This is welcome to the real world kid, infact this should never have happened
I don't understand how would anyone over 12 would think that a petition at
your workplace could or should work.

You don't know what circumstances was she working at, you don't know why they
were ordered to wear dress clothes (uniforms are pretty damn good for
instilling discipline). Now I understand you situation and you also need to
understand that not everyone has to be accepting of your situation including
your employer this is perfectly acceptable without being discriminatory. You
work as a programmer which means that you can wear pretty much what you want
as long as you do not meet business clients or customers but not everyone else
is in the same position as you. Some employees end up handling people, some of
them just end up being in sight of customers, I don't care what you wear when
you code something in a cubicle, but I don't want the worker in a funeral home
wearing some crap, or my lawyer in a courtroom.

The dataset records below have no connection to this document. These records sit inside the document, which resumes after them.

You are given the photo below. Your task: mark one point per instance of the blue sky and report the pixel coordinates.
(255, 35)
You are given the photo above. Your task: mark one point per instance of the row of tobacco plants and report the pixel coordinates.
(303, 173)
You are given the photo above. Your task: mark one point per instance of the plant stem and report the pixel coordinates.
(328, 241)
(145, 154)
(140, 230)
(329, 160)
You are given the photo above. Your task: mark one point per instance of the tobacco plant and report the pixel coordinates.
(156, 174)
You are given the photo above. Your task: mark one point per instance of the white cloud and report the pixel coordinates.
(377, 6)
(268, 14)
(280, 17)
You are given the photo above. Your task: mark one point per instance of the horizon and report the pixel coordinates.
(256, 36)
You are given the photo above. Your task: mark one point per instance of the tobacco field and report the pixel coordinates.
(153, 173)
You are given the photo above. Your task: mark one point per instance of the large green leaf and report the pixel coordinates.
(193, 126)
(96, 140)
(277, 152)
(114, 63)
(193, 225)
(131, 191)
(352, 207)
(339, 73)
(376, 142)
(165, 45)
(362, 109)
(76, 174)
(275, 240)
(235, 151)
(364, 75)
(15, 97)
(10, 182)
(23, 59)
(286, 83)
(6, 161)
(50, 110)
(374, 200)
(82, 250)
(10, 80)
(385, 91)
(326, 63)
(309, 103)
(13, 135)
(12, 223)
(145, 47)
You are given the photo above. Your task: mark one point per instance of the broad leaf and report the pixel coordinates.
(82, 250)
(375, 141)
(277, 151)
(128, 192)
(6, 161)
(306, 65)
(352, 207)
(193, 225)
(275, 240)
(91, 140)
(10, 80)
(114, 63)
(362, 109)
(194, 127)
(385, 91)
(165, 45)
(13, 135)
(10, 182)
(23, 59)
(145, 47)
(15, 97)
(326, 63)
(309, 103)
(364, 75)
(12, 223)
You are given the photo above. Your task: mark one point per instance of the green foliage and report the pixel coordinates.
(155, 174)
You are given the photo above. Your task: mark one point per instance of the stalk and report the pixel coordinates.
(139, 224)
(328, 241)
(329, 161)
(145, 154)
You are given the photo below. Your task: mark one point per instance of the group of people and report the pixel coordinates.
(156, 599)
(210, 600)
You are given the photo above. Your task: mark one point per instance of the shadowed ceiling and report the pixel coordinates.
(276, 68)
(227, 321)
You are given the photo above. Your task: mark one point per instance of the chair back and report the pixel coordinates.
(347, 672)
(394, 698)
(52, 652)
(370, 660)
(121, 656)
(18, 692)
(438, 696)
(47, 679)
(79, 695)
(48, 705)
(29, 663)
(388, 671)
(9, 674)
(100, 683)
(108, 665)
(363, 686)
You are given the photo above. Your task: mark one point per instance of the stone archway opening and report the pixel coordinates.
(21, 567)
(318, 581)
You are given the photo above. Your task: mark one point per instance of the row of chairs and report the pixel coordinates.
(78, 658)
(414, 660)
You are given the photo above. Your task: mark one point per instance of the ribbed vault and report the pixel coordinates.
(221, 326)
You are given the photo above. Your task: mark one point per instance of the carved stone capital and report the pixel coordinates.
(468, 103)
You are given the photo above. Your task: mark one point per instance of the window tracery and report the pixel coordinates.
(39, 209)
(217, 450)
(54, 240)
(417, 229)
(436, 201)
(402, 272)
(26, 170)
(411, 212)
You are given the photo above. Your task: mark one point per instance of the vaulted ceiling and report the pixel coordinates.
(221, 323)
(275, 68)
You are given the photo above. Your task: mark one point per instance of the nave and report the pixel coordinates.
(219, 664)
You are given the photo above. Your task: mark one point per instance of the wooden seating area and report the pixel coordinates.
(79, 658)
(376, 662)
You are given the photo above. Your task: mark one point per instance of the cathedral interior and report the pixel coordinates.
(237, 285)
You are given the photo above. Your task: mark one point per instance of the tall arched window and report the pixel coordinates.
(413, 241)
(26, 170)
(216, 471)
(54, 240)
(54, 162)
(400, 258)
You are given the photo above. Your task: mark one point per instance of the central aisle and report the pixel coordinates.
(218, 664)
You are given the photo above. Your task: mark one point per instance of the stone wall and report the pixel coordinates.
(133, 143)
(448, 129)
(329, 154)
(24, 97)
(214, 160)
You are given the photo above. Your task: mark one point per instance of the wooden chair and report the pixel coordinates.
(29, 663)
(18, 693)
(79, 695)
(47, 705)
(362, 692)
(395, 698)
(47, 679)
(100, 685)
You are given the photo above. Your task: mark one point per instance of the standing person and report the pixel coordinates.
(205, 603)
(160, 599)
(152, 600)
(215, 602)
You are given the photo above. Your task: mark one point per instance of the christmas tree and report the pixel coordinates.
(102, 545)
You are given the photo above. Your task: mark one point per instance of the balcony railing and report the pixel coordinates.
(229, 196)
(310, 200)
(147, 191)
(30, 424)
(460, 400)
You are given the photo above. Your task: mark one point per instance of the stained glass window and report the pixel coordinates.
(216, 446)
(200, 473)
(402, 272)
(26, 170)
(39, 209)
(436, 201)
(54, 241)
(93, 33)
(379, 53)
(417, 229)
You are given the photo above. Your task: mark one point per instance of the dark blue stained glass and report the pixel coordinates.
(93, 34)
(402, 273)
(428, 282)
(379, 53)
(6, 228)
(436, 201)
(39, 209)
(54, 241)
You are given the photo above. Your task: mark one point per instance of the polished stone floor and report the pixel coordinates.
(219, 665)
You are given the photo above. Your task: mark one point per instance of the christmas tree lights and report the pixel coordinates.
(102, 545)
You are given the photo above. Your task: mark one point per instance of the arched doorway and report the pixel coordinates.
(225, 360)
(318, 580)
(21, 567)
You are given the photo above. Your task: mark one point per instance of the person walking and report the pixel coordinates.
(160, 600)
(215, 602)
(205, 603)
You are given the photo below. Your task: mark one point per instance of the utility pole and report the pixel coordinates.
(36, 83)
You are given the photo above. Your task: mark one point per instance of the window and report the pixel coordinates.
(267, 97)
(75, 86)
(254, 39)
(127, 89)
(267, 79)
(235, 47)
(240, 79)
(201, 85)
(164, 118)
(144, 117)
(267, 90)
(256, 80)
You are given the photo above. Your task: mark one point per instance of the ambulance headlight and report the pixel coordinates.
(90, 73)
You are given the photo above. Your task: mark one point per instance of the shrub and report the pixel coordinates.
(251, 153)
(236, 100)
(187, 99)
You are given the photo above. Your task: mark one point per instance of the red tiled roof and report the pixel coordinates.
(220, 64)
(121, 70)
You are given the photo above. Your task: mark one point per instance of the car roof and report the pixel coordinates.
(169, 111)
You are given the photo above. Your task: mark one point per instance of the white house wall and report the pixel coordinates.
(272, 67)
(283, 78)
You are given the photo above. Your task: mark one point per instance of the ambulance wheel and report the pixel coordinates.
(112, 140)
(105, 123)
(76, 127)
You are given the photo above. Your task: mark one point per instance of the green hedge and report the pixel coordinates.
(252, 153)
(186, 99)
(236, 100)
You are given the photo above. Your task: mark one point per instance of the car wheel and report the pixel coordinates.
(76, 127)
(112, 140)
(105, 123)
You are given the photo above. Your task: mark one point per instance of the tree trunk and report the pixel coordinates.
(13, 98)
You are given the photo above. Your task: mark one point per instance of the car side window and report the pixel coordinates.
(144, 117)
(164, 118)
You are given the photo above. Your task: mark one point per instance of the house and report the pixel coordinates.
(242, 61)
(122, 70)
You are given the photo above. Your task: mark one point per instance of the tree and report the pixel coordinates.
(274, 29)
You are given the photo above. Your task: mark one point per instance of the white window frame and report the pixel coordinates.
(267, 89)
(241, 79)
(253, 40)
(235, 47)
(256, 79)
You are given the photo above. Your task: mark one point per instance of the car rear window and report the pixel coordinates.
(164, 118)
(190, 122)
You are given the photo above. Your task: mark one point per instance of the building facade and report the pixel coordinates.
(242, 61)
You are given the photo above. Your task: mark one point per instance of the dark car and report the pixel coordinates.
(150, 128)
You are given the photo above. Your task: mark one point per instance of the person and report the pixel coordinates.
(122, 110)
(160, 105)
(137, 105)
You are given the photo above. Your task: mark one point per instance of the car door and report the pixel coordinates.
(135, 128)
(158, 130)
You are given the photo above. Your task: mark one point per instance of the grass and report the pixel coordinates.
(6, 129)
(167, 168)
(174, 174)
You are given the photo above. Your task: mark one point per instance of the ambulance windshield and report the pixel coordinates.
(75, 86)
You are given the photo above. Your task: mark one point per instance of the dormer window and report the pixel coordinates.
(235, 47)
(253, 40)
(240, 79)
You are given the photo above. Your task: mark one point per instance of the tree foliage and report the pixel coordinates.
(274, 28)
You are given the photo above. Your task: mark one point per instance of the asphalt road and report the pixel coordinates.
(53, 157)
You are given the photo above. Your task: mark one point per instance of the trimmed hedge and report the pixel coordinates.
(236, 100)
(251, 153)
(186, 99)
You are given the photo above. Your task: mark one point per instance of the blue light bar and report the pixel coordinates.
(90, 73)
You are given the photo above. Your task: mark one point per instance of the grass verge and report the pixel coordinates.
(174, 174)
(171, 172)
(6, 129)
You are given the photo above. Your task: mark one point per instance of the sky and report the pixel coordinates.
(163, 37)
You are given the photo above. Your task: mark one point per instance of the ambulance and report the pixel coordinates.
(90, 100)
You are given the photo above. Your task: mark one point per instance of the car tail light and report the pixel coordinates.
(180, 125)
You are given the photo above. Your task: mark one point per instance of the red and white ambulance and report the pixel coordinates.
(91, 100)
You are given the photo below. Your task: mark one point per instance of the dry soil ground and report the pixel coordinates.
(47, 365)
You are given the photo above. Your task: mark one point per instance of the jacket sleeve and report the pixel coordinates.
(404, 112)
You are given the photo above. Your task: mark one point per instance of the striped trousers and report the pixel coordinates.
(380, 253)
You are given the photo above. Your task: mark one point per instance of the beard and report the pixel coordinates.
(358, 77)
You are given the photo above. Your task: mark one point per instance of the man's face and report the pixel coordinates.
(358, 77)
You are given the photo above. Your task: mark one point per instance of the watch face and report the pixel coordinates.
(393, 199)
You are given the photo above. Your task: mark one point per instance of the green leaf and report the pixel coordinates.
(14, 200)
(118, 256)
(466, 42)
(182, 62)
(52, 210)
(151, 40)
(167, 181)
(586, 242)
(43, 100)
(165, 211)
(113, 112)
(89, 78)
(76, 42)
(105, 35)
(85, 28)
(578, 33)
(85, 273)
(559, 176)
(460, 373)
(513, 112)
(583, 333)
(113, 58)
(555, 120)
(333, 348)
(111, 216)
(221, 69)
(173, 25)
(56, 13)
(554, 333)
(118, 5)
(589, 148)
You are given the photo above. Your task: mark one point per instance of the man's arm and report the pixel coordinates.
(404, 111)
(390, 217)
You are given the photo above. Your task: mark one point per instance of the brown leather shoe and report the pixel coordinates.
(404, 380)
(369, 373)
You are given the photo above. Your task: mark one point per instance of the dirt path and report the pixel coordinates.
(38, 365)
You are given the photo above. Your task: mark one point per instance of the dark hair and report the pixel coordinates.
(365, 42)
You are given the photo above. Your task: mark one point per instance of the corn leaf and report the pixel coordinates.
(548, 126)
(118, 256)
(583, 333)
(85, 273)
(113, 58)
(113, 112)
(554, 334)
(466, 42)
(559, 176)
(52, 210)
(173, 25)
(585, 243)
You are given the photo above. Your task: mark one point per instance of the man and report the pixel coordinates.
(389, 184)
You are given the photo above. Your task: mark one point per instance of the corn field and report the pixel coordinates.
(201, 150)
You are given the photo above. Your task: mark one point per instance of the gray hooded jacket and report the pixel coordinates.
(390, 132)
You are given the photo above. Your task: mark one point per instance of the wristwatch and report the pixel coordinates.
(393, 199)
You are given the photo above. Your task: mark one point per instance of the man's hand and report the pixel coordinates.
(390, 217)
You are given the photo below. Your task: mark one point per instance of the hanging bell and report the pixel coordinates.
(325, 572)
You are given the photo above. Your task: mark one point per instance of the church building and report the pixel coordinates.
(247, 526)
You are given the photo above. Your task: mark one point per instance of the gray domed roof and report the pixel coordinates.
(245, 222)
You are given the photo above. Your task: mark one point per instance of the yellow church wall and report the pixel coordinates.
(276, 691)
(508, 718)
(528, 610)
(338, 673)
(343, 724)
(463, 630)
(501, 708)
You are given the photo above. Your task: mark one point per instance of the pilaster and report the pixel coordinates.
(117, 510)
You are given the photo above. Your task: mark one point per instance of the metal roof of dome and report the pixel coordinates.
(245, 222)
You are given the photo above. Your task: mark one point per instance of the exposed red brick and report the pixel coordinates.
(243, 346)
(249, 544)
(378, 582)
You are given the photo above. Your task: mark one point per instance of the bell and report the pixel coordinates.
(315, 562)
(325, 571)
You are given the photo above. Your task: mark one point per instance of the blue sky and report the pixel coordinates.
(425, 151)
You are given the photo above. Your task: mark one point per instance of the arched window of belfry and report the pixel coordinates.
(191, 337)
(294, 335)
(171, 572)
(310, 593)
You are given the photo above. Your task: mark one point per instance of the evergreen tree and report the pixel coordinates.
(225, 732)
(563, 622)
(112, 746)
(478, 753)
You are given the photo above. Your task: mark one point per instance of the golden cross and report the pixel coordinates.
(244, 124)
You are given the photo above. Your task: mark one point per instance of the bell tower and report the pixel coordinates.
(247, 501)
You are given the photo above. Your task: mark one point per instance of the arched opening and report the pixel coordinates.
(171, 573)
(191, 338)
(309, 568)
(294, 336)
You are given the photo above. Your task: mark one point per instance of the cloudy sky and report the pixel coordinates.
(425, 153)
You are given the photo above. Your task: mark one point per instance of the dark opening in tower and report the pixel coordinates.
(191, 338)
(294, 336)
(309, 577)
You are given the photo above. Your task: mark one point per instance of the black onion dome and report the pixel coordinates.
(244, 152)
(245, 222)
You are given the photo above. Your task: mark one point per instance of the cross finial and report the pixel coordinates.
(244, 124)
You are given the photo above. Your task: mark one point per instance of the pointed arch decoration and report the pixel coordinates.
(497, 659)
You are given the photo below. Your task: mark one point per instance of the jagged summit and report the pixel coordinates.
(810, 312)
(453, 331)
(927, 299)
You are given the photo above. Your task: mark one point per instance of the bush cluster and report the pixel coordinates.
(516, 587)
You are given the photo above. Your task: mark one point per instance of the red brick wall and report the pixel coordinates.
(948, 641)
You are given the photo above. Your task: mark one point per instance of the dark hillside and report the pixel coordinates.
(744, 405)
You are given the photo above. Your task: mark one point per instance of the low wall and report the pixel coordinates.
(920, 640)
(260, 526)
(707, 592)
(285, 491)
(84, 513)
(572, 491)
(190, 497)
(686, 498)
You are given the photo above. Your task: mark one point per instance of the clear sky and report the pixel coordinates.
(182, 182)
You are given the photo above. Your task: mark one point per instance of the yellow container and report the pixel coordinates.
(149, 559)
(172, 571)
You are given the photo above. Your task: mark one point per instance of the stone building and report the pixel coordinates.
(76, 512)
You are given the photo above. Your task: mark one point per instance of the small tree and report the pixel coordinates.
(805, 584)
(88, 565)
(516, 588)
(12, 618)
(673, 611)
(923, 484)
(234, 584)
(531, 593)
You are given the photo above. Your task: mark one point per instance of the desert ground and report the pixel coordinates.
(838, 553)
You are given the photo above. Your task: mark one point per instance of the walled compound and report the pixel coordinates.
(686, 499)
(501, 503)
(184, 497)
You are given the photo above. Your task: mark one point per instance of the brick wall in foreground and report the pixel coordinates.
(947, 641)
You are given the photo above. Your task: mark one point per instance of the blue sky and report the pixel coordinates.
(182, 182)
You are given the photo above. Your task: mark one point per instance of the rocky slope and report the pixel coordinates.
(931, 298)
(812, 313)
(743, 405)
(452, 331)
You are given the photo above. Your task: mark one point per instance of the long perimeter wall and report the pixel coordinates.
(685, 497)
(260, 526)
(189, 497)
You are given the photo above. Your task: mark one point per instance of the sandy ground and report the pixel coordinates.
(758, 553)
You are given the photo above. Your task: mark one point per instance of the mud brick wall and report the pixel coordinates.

And you are right the company you work for does not own you, but the same goes
the other way, it does not owe you anything either. It provides you with an
environment in which you can trade your time for pay under a set of agreed
circumstances if you do not agree to follow those guidelines you can find
another place that allows you to trade your time for money under more
palatable or acceptable terms.

So yes this has everything to do with "millennials" or well considering that I
am one, entitlement and more like it than not way too many years of pampering
by her parents and the educational system that had it's balance of power
turned upside down that led her to believe she can just do everything if she
signs a petition no matter how passive aggressive her behaviour is in reality.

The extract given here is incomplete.